The cell origin of lymphoma has been conventionally evaluated based on biopsy, which involves the removal of a tissue sample from a lymph node, bone marrow, or other affected area [9]. Biopsy is generally a safe procedure, but like any invasive medical procedure, it carries some risks and potential side effects, including bleeding, pain, infection, and damage to nearby organs or structures, especially in children [10]. Compared to adults, children may be more susceptible to certain risks of biopsy due to their smaller size and developing bodies. For example, the risk of bleeding during a biopsy may be higher in children, especially in infants or very young children because of their smaller blood vessels [11]. Another consideration is the fact that children may be more anxious or scared during the procedure, which can make it more difficult to perform the biopsy and may increase the risk of complications. In some cases, the location of the biopsy may also affect the risks involved. For example, if a biopsy is performed on the bone, there is a risk of damage to the growth plate, which can affect the child’s bone growth. If a biopsy is performed on the brain, there is a risk of neurological complications such as seizures or bleeding [12]. Thus, it can be a stressful experience for both the child and their parents.
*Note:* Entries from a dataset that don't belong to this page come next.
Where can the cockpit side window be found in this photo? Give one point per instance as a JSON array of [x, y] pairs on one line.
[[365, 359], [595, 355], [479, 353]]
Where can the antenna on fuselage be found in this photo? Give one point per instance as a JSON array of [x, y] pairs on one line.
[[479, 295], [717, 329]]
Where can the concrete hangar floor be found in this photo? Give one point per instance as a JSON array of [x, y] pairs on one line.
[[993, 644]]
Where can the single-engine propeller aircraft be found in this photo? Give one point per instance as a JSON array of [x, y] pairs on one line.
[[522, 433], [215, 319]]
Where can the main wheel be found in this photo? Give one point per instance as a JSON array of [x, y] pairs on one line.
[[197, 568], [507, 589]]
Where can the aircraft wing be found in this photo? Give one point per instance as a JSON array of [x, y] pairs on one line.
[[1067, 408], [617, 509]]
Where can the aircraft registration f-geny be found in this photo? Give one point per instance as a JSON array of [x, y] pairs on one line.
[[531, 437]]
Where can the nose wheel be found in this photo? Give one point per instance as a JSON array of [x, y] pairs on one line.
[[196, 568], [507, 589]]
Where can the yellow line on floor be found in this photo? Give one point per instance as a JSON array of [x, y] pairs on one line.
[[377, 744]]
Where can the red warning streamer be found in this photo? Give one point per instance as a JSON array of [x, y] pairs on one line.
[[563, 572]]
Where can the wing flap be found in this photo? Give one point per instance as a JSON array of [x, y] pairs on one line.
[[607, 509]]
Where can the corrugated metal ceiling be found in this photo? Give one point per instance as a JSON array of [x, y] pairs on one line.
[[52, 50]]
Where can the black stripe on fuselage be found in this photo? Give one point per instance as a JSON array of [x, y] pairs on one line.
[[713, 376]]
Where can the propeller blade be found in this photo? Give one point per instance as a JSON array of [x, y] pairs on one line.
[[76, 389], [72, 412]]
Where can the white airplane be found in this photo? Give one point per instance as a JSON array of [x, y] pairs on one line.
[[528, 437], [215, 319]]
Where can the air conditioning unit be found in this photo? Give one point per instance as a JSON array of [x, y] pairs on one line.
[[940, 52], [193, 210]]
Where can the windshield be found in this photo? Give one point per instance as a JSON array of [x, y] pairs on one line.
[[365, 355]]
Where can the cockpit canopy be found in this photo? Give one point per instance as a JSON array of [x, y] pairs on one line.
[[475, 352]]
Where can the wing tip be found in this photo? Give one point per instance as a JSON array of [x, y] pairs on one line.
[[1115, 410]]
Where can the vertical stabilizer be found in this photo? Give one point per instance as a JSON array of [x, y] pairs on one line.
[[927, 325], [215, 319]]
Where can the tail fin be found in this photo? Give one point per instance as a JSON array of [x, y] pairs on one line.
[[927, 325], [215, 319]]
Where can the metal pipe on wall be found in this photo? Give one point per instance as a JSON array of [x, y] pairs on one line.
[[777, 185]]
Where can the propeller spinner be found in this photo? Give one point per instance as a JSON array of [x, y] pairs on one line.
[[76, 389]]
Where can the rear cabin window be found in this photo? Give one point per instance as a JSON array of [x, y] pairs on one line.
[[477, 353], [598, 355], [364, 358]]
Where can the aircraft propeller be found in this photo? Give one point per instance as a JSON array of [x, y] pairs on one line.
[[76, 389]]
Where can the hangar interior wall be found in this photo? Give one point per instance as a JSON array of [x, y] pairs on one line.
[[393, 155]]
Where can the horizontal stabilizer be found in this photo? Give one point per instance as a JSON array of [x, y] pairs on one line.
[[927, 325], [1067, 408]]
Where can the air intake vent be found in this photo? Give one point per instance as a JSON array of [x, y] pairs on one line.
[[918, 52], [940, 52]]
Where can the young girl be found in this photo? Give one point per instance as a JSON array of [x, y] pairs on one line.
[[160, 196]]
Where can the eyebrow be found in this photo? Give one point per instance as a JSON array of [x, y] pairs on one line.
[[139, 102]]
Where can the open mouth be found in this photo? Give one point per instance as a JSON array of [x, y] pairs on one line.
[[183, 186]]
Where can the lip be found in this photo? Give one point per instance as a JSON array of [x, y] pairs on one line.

Certain imaging features may be associated with specific tumor types or biological characteristics, which may be a substitute for biopsy. Recently, 2-[18F] fluoro-2-deoxy-D-glucose positron emission tomography/computed tomography (18F-FDG PET/CT) is broadly performed before, during, after treatment of lymphoma for accurate staging, treatment planning, and response assessment [13, 14]. It is not affected by sampling position and sampling size. It can discover almost all invaded lymph nodes and extranodal organs with one scan in lymphoma, including lymph nodes smaller than 1 cm with high uptake of 18F-FDG. A few earlier studies have summarized the 18F-FDG PET/CT imaging performance of different kinds of lymphoma [15, 16]. However, the analyses in these studies were largely based on several semi-quantitative parameters of standardized uptake values (SUV) such as SUVmax, SUVpeak, and SUVmean. These parameters are measured on a single or partial voxel within the volume of interest (VOI), lacking consideration of the spatial relationship between individual voxels [17, 18]. In addition, these studies mainly emphasized the impact of PET/CT on adult lymphoma, while only several studies have emerged to evaluate the utility of PET/CT in young children [19, 20]. Thus, it is necessary to develop complementary approaches to dig out the entire parameters of pretreatment 18F-FDG PET/CT to reflect the underlying information of T-cell lymphoma in children.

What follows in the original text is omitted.